In Human Events this morning I discuss the latest Muslim claim of victim status and attempt to deflect attention away from jihad terrorism: the protest in New York Friday against NYPD counter-terror measures. Unfortunately for these protesters, shortly after they protested and just after I wrote this, yet another jihad plot in New York was discovered.
Last Friday around 500 Muslims in New York marched to NYPD headquarters in lower Manhattan to protest police infiltration of mosques and surveillance in Muslim areas. It is noteworthy that we have never, in 10 years since 9/11, seen Muslims anywhere in the U.S. mount a demonstration of comparable size against Islamic jihad terrorism and the supposed “hijacking” of Islam by terrorists. Even worse, the protesters failed to explain how they would propose to stop Islamic jihad terrorism in the U.S. without this kind of vigilance.

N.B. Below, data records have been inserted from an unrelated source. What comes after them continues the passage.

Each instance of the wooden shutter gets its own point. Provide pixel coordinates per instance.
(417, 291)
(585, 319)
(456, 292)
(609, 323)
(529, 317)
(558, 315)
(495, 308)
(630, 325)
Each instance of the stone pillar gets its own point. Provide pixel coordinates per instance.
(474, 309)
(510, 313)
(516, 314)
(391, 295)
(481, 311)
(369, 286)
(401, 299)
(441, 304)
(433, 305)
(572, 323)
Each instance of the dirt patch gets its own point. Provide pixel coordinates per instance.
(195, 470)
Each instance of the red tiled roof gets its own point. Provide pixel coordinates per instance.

One protester asserted: “Had this been happening to any other religious group, all of America would be outraged.” That is probably true, because no other religious group has provided any cause for such surveillance. If any group did so, then it would be incumbent upon the NYPD and all other law enforcement bodies to do the same things they have done in reaction to Islamic jihad terrorism, while of course ending immediately any surveillance or other procedure that violates constitutional protections.
For these protesters to have behaved as if the surveillance of their mosques and communities was motivated by simple “racism” and “Islamophobia” required them to ignore a particularly significant elephant in the room: the ongoing and increasingly common reality of jihad terror plots in the United States. And ignore it they did: “We”re peaceful people. We don’t deserve to be under surveillance,” said one protester. Another complained: “They think that all Muslims are criminals, and it’s not right.”
Those words recalled a prominent Muslim saying in 2010 that he wanted to combat “Islamophobia” and “to try and put a good positive spin out there that Islam is a good, peaceful religion. We”re not all terrorists, you know?”
Those were the words of Naser Abdo, a Muslim soldier in the U.S. Army who was granted conscientious objector status because he did not want to fight against his fellow Muslims in Afghanistan. After gaining this status, Abdo found a novel way to put a “positive spin out there,” and show that “we”re not all terrorists.” He began plotting to construct bombs and detonate them in a crowded restaurant full of soldiers from Fort Hood, where another Muslim, U.S. Army psychiatrist Major Nidal Malik Hasan, murdered 13 Americans in a jihad attack in November 2009. Abdo defiantly admitted his guilt in court, and even cried out, “Nidal Hasan Fort Hood 2009.”
Abdo’s case doesn’t mean that every self-described believer in Islam as a “good, peaceful religion” is a murderous liar as he was, but it does illustrate the fact that assurances are not enough from peaceful Muslims””and protests against law enforcement certainly aren’t any help, either.